I am starting to see pack rat tendencies in my sons. I don't blame them - I blame heredity, because God knows, they come by it naturally. The amount of "stuff" we have is starting to overwhelm me. It is mostly toys and most of them they don't even remember they have and rarely, if ever play with. My friend is having a garage sale in a couple weeks and asked me if I had anything to put in it. Having just had my own sale in May where I sent almost all the remaining items to Goodwill, I told her I did not. But playing in the basement with Evan this morning, not even being able to walk without stepping on parts to toy after toy after toy - I started thinking that Christmas is coming up and the amount of new "stuff" that would be adding to the piles might mean we needed to purge a bit.
I started pulling out some random unplayed with items and telling the boys we would put them in a garage sale. They would cry out "NO! You can't put that in a sale - We love that" or "Not that - that is my favorite!" Mind you, this is stuff they could not pick out as theirs in a lineup if their lives depended on it. I feel for them, I really do. I was the same way as a kid and still am to this day. I don't like to get rid of stuff - I have to fight my genetic makeup to do it. The only garage sale we ever had growing up - I was 22 years old I think. It was hard to watch people buy my stuff. I can't imagine the damage it would have done if I had been younger. I don't know why exactly I have such an attachment to things. I watch Clean Sweep - I get that the "things" are not important, they are not love. As a kid I always thought of things to have feelings - even food - leftovers had to be split into equal parts so they had friends in the trash. Ask my sister about that - how much guilt eating was done over leftovers on a plate. Therapy anyone? I am much better now - I have had several of my own garage sales and I have to admit that it feels really good to get rid of stuff that is weighing you down in a mental sense. I feel so much better when stuff is uncluttered and organized.

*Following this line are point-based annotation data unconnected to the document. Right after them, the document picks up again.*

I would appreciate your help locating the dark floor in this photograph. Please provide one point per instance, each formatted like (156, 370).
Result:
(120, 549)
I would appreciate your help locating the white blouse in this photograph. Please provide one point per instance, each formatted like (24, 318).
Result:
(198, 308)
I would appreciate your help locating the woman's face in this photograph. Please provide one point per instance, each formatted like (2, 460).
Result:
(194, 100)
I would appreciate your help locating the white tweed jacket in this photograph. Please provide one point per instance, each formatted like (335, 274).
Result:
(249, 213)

Then there is the gluing. I include this in part of the pack ratness because - "Why throw something out when you can fix it?" This really only pertains to Spencer since Evan is still pretty much a glue novice. Spencer was fooling around the other day and broke one of his wooden nesting dolls. Shattered it! It was almost surreal, because watching it happen, you just wouldn't think it would break that way. It did and the tears came instantly and I told him probably a little too harshly that was what happens when you horse around with your stuff. He looked at me with his tear stained face and said "But we can GLUE it!" There is the DNA again. I was a gluer! I remember one instance near Christmas time where my sister came bounding down the stairs and knocked one of the ceramic three wise men on to the granite tile floor. Shatter! My mom reacted pretty much the same way I did with Spence and as Dana ran sobbing to her room in shame, the Gluemaster (me) worked her magic and the wise man is still with us to this day.
Spencer's nesting doll is glued and resting comfortably waiting for some touch up paint - I still have the gift.